The reaction mixture was stirred for 12 to 15 h at room temperature and was
then added carefully to some ice water. The resulting solution was extracted 3
times with ether. The ether solution was washed with water, dried over
Na2SO4, filtered, and finally concentrated. When 1 L of petroleum ether was
added, 1240.0 g (96% of theoretical) of β-phenyl-β-o-chlorophenylhydroacrylonitrile (melting point 90°-92°C) precipitated.
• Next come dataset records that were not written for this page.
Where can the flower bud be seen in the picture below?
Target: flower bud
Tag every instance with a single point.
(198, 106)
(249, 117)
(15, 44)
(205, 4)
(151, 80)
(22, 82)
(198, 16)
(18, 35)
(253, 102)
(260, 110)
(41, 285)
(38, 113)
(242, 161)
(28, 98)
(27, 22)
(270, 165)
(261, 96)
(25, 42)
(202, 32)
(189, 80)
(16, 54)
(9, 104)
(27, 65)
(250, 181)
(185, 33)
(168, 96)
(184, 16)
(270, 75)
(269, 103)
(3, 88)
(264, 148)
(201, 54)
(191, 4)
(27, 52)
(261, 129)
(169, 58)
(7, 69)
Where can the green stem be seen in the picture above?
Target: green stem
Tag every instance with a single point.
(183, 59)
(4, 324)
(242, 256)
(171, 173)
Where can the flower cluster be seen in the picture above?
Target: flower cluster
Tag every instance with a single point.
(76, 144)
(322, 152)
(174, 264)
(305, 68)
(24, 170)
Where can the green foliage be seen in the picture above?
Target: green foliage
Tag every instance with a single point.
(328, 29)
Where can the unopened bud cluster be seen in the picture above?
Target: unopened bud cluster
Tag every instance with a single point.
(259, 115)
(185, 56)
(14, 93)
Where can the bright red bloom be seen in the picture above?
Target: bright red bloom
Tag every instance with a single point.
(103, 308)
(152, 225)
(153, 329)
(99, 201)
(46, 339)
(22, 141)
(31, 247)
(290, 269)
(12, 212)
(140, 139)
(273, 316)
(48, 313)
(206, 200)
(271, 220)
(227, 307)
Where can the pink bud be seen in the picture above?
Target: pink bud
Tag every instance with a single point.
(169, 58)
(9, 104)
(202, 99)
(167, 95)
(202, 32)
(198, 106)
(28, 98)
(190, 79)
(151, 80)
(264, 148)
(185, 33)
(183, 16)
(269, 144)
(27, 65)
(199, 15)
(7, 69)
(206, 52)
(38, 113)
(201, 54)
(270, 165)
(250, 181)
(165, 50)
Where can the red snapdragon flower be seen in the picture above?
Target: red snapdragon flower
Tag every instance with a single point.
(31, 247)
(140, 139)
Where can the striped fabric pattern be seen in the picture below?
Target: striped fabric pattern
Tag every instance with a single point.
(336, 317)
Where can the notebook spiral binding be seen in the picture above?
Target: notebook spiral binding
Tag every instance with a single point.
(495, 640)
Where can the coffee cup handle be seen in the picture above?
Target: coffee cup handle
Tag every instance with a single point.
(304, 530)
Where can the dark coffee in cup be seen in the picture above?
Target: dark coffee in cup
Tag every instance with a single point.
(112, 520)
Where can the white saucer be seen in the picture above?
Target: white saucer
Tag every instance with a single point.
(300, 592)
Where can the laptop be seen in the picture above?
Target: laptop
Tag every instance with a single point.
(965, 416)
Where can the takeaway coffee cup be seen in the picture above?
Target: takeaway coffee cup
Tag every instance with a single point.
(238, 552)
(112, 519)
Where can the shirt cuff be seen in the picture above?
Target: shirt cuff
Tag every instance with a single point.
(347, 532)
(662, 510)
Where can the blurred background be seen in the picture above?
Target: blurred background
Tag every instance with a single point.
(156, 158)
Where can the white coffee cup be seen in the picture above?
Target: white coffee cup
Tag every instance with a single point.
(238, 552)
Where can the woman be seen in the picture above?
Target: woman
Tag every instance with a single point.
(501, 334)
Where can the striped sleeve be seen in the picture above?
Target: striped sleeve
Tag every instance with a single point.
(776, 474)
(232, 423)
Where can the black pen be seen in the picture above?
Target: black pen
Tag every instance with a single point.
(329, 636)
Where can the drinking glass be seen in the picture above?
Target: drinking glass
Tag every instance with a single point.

500.0 g of the β-phenyl-β-o-chlorophenyl-hydroacrylonitrile were dissolved in
3 L of methanol and hydrogenated in the presence of 50.0 g of Raney cobalt
at a temperature of 60°-70°C and a pressure of 80-85 ATM. Two moles of
hydrogen were absorbed, and after separation of the methanolic solution from
the catalyst, 450.0 g of 1-o-chlorophenyl-1-phenyl-3-aminopropanol-1 of
melting point 117°C were obtained.
Catalytic methylation of 1-o-chlorophenyl-1-phenyl-3-aminopropanol-1
(hydrogenation in the presence of 2.2 mol of formaldehyde in aqueous
methanol with Raney nickel catalyst) yielded 450.0 g of l-o-chlorophenyl-1-
phenyl-3 dimethylaminopropanol-1 of melting point 120°C.
In practice it is usually used as hydrochloride.